At median follow-up of 1.3 years, 42% of all study patients (n = 423) died; 49% were treated with rate control therapy and 35% were treated with rhythm control therapy. The 1-year mortality rates were identical in the 2 groups (both 21%). At 2 years, the mortality rates increased, but there was still no significant difference between the rate and rhythm control groups (31% vs 28%, respectively).

After adjusting for medications and baseline variables, no significant difference in mortality was found between the 2 groups (hazard rate, 1.03; 95% confidence interval, 0.83-1.27; P = .79).

Still too many patients not receiving adequate anticoagulation therapy

Overall, the Duke researchers found that clinicians did not favor one strategy over another in patients with AF and CHF; approximately 50% of patients received rhythm control therapy. Dr. Al-Khatib expressed disappointment at the low rate of patients receiving warfarin therapy, particularly in the rate control arm, which she stated was even lower than reported in other studies.

As with the results of the AFFIRM study, the Duke researchers found that a rhythm control strategy confers no survival advantage over rate control in patients with CHF and AF. However, Dr. Al-Khatib emphasized that the Duke findings highlight the need for prospective randomized studies to definitively answer the question of whether rhythm control therapy is superior to rate control therapy in patients with CHF and added that "these future studies should not only look at the effect of these 2 strategies on survival, but they should also investigate the effect of these strategies on patients' quality of life."

AF-CHF study to answer more questions

One such study, the Atrial Fibrillation and Congestive Heart Failure (AF-CHF) trial, is already underway at 109 sites in the United States, Canada, South America, Europe, and Israel. [3]

With an anticipated total enrollment of 1450 patients with AF, CHF, and EF <= 35%, the AF-CHF trial will randomize patients to either rhythm control (electrical cardioversion combined with antiarrhythmic drugs) or rate control (beta-blockers, digoxin, or pacemaker and atrioventricular nodal ablation) to compare the outcome of the 2 treatment strategies.

References
  1. Al-Khatib SM, Shaw L, Shah M, O'Connor C, Califf RM. Atrial fibrillation in congestive heart failure: Is rhythm control therapy superior to rate control therapy? Program and abstracts of the American Heart Association 2003 Annual Meeting; November 9-12, 2003; Orlando, Florida. Abstract.

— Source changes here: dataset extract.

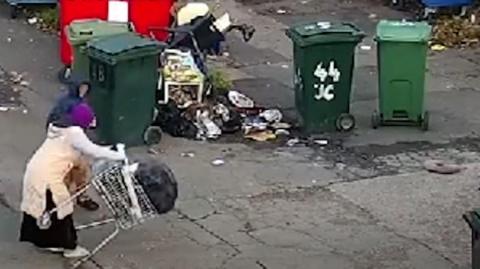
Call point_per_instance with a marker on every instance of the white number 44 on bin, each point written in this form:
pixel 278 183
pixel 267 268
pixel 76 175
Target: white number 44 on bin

  2. The Atrial Fibrillation Follow-up Investigation of Rhythm Management (AFFIRM) Investigators. A comparison of rate control and rhythm control in patients with atrial fibrillation. N Engl J Med. 2002;347:1825-1833.

  3. Rationale and design of a study assessing treatment strategies of atrial fibrillation in patients with heart failure: The Atrial Fibrillation and Congestive Heart Failure (AF-CHF) trial. Am Heart J. 2002;144:597-607.